Когда-то читанное-перечитанное теперь пристрастился «переслушивать».
Нравится мне это делать, тупо слоняясь по всячески пересеченной лесистой местности.
Сегодня в наушниках целый день была книга Ирины Одоевцевой «На берегах Сены».
Помню Одоевцеву грузной, очень пожилой, в переделкинском Доме творчества писателей году, кажется, в 1988.
Годом ранее «маленькая поэтесса с огромным бантом» вернулась в СССР, прожив практически всю жизнь в эмиграции.
Одоевцеву поселили в так называемом «новом корпусе» Дома творчества, а я нарушал правила социалистического общежития по соседству, в коттедже, ранее принадлежавшем то ли Ардаматскому, то ли Кожевникову – не помню, да и не велика разница.
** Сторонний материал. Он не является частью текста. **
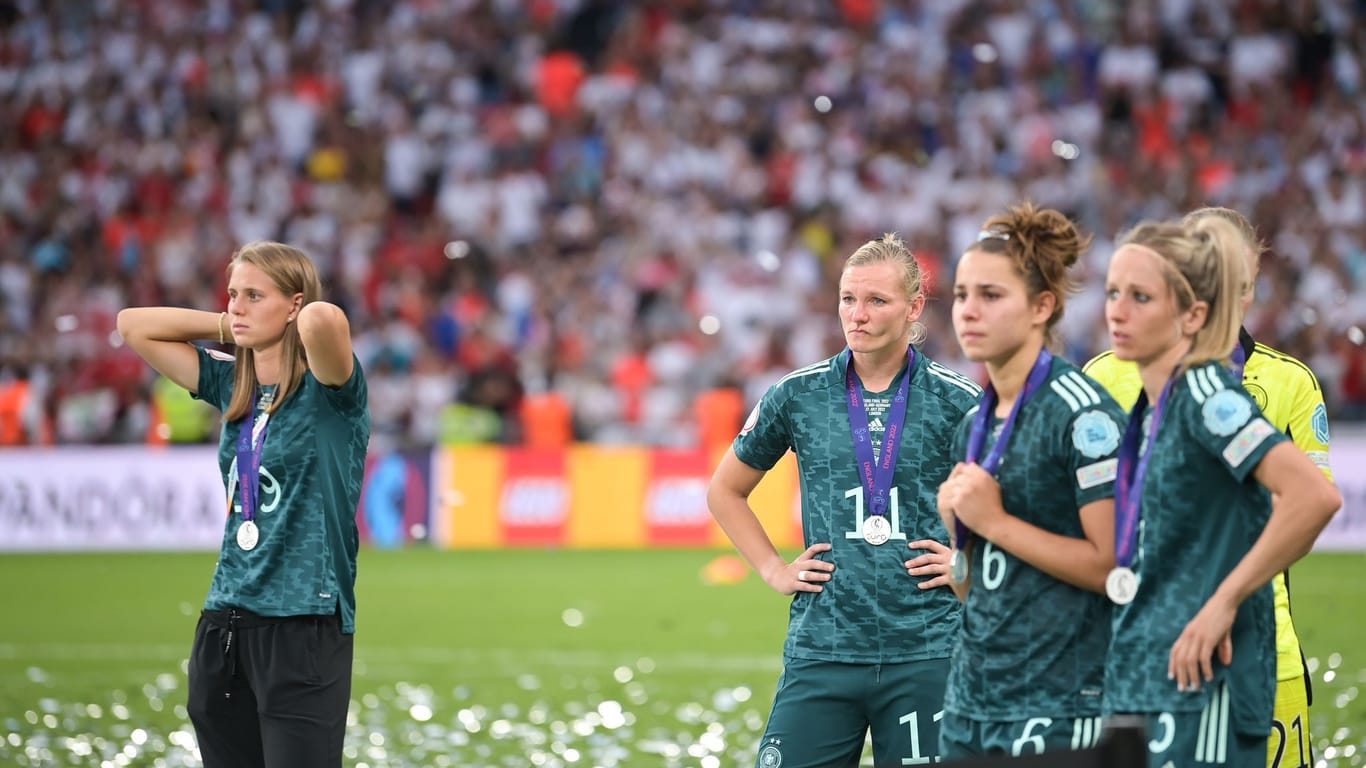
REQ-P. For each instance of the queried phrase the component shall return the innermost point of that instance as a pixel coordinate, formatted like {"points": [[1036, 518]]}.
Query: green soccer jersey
{"points": [[1032, 645], [312, 466], [1201, 513], [870, 611]]}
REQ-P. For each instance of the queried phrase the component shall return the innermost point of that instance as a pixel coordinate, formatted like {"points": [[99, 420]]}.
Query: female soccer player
{"points": [[866, 647], [1032, 503], [271, 666], [1197, 536], [1292, 401]]}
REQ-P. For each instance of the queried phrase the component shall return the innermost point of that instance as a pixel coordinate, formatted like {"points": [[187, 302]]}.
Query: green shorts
{"points": [[824, 709], [1183, 739], [962, 737]]}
Первый раз мы встретились на асфальтированной дорожке, ведущей от «нового» к «старому» корпусу – я возвращался с завтрака, а Одоевцеву на диковинном в те годы навороченном инвалидном кресле вывезла на прогулку специально обученная женщина.
Бездарно проблеял что-то насчет того, что счастлив видеть, что она прекрасно выглядит и еще какую-то хрень про чудесную погоду.
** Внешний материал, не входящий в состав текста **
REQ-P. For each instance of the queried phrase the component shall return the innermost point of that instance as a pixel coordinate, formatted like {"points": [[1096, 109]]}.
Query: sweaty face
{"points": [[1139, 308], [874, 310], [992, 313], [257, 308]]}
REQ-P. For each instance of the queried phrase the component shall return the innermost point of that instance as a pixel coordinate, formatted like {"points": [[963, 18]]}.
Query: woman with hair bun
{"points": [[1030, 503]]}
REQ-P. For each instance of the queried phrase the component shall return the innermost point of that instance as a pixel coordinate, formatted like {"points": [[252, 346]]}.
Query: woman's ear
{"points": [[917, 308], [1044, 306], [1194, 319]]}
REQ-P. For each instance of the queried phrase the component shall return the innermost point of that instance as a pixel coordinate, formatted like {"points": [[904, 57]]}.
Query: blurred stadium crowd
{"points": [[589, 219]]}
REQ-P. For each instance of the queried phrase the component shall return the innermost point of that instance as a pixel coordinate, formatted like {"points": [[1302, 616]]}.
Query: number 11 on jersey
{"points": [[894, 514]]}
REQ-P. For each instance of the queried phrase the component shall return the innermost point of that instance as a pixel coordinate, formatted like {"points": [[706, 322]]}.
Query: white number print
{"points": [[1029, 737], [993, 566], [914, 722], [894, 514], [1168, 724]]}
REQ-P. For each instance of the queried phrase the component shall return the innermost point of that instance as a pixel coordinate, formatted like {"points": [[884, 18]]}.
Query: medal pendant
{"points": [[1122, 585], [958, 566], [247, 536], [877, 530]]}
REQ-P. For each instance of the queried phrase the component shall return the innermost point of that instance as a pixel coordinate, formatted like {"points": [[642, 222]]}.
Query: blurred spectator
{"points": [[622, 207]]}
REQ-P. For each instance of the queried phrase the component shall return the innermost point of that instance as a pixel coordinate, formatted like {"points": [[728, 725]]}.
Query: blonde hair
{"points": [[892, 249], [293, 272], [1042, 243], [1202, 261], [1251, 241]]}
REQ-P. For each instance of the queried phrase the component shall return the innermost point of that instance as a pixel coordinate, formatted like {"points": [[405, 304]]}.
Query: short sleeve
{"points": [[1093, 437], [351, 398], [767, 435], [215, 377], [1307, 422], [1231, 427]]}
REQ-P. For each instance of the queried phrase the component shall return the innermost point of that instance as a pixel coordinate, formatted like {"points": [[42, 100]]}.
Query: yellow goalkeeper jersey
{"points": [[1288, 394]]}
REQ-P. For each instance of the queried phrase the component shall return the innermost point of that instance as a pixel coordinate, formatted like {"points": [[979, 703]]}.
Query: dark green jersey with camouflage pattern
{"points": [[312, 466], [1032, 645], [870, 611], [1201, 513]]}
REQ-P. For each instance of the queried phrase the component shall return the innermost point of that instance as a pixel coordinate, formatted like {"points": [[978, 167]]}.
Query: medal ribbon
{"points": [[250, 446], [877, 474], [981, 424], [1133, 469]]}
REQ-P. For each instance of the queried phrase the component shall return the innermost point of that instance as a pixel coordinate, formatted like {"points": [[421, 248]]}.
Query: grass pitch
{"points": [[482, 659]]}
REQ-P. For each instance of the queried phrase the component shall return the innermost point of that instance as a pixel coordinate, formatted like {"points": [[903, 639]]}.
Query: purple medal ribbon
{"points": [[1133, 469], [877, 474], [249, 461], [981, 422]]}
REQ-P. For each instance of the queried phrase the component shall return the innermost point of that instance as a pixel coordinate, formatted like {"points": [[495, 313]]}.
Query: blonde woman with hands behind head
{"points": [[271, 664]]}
Ирина Владимировна спросила мое имя, повторила его вслух со своей знаменитой картавинкой, и протянула руку, которую мне хватило сообразительности не пожать двумя руками, а поцеловать, склонившись к ней с элегантностью гопника.
Мысль о том, что я допущен к руке, которую целовали Гумилёв, Мережковский, Бунин, Георгий Иванов, Мандельштам, Андрей Белый, Северянин в голову не пришла.
Мысли ко мне вообще приходят не часто.
Имя мое Одоевцева, безусловно, тут же забыла, потому что в дальнейшем всякий раз при случайной встрече, коих и было-то числом не более четырех, называла меня «mon mousquetaire» – об те поры я еще брил физиономию и носил длинные волосы, водившиеся на моей пустой башке в количестве изрядном весьма.
Иногда Ирина Владимировна устраивала в холле первого этажа нечто наподобие литературных вечеров, где рассказывала членам Союза писателей СССР о своей жизни.
Члены Союза писателей СССР ради этого даже оставляли ненадолго свои пишущие машинки с творимой нетленкой.
…Через год в Переделкине я жил в том самом номере, где ранее проживала Одоевцева.
Лежа в ванне, пытался проникнуться трепетным сознанием, что в этой ванне совершала омовения та, в которую были влюблены крупнейшие поэты «Серебряного века».
Сознание трепетало, но как-то лениво.
Однажды поздно вечером ко мне неожиданно заявилась Таня – миловидная молодая официантка из столовой Дома творчества.
Таня была в хлам.
- Я побуду у тебя!..
Плюхнувшись на диван, Таня попыталась закурить, но так , сидя, и уснула, что-то бормоча себе под нос и взбрыкивая ногами.
Минут через двадцать она посмотрела на меня взглядом в стадии зачаточного прояснения:
- Поставь!..
- Что?..
- Поставь, я сказала!..
Я решил, что она решила отправиться домой и, взяв ее подмышки, поставил на ноги.
- Поставь мне пистон, гад!..
И Таня рухнула на пол, свалив на себя высокий торшер под желтым абажуром.
Выражение «поставить пистон» я услышал тогда впервые в жизни.
А дух изысканной и утонченной Ирины Владимировны Одоевцевой в ту же секунду навсегда в ужасе покинул восьмой номер в новом корпусе переделкинского Дома творчества Союза писателей СССР.